Urteil könnte Koalition kippen
In der vergangenen Woche entschied das Oberste Gericht, dass die Streitkräfte des Landes künftig auch ultraorthodoxe Juden zum Militärdienst einziehen müssen. Ultraorthodoxe Parteien und ihre Anhänger warnten, der Zwang zum Armeedienst werde ihre seit Generationen gewohnte Lebensweise zerstören. Das Gerichtsurteil hat das Potenzial, die wackelige Regierungskoalition von Ministerpräsident Benjamin Netanyahu auseinanderbrechen zu lassen. Denn die einflussreichen ultraorthodoxen Parteien, die Teil des Bündnisses sind, lehnen jedwede Änderung der bisherigen Regelung ab.
Sollte Premier Netanyahu ihnen nachgeben, dürfte er international isolierter dastehen. Dies könnte die ohnehin angespannte politische Lage in Israel weiter verschärfen und die Stabilität des Landes gefährden.

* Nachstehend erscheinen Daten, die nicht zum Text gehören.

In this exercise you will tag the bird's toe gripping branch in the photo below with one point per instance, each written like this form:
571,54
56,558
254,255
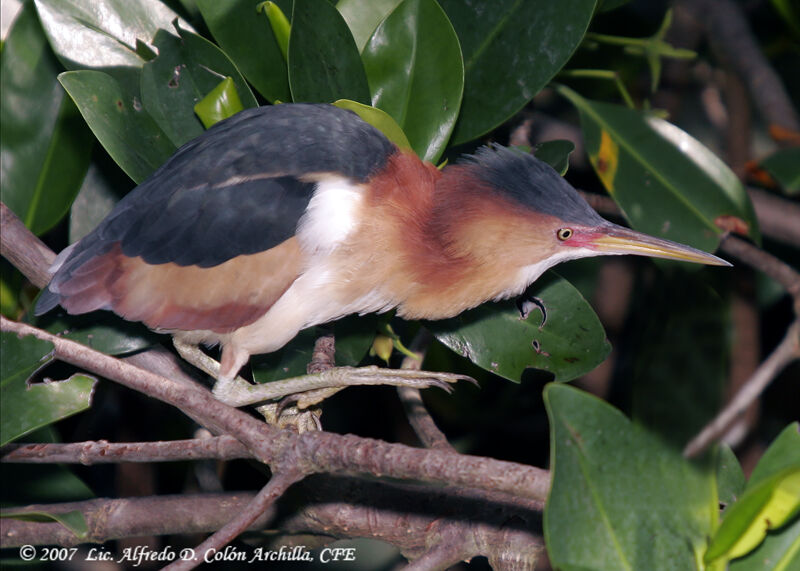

Historischer Kontext und politische Implikationen
Die Diskussion um die Wehrpflicht für ultraorthodoxe Juden ist in Israel nicht neu. Seit der Gründung des Staates Israel 1948 gibt es Spannungen zwischen säkularen und religiösen Gruppen über die Rolle des Militärdienstes. Die ultraorthodoxen Parteien haben stets darauf bestanden, dass ihre Anhänger von der Wehrpflicht befreit bleiben, um sich auf religiöse Studien konzentrieren zu können.
Diese Sonderregelung wurde von säkularen Israelis oft als ungerecht empfunden, da sie die Last des Militärdienstes ungleich verteilt. Die jüngsten Proteste und das Gerichtsurteil könnten nun als Katalysator für tiefgreifende Veränderungen in der israelischen Gesellschaft dienen.
Es bleibt abzuwarten, wie sich die politische Landschaft in Israel weiterentwickeln wird. Eines jedoch ist sicher: Die Frage der Wehrpflicht für ultraorthodoxe Juden wird das Land noch lange beschäftigen.